US Monetary Policy Announcement
The most highly anticipated news story of the week came in the form of Ben Bernanke, chairman of the Federal Reserve, and his speech to Congress about the current state of the US economy as well as the outlook for the future of monetary policy. Throughout the last few weeks, word on the street was that Bernanke was expected to announce that the Fed would be winding down its monthly bond-buying program (known as Quantitative Easing) in the near future.
During the initial stages of his address, Bernanke seemed like he was in favor of not altering the current policy though as he continued his speech and answered questions he alluded to the fact that bond-buying could be wound down as soon as a few weeks from now. This news was negative for the spot value of gold and silver, but because no actual timelines were announced, declines in the values of gold and silver were minimal. In fact, stock markets in both the US and Japan took a dive at the end of the day the day Bernanke’s speech was made which allowed gold and silver to post positive gains on Thursday. Since Bernanke’s address to Congress was a bit misleading, we will likely find out more about QE the next time the Federal Open Market Committee convenes for a meeting.
Chinese Manufacturing and More World News
Perhaps the second biggest story of the week came in the form of Chinese manufacturing data. The reason this news was so important to investors lies in the fact that China has not been doing very well lately, at least as far as economics goes. The world’s second largest economy has seen an outpouring of negative reports lately and investors of all types were waiting to see what the latest dish of manufacturing data had in store for the large Asian country.
Manufacturing numbers in China disappointingly lived up to expectations as they showed that the manufacturing sector in the country contracted during April. This news, among the slew of other negative economic stories coming out of China are likely going to prompt the country’s central bank to take action in order to avoid rising inflation rates. Any time the Chinese economy does bad it is usually good news for metals, and this time was no different.
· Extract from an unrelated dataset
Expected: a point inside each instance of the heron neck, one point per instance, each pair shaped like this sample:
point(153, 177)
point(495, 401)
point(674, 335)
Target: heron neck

Finally, the German economy grew by a little over one tenth of a percentage point during the first quarter of 2013, when compared to the final quarter of 2012. This, coupled with a few other positive economic reports mark the first decent news out of Europe for a while. Do not get it twisted, however, positive news out of Germany does not mean that the rest of Europe is doing well.
Moving Ahead
As we move into the final week of May, investors will be watching many of the same things they have been paying attention to for the last few weeks. For one, all eyes will be on both the US and Japanese stock markets as a late week dive is expected to be righted by as early as Tuesday.
Keep in mind that the start of next week will likely be a slow one as the United States is taking Monday off in order to celebrate the Memorial Day holiday.
Weekly Move
Gold started the week a $1,365, and when all was said and done it was sitting comfortably at $1,385. This was a gain of $20. Silver, on the other hand, started the week at $22.42, and when all was said and done leveled out at $22.41. This was a loss of about one penny.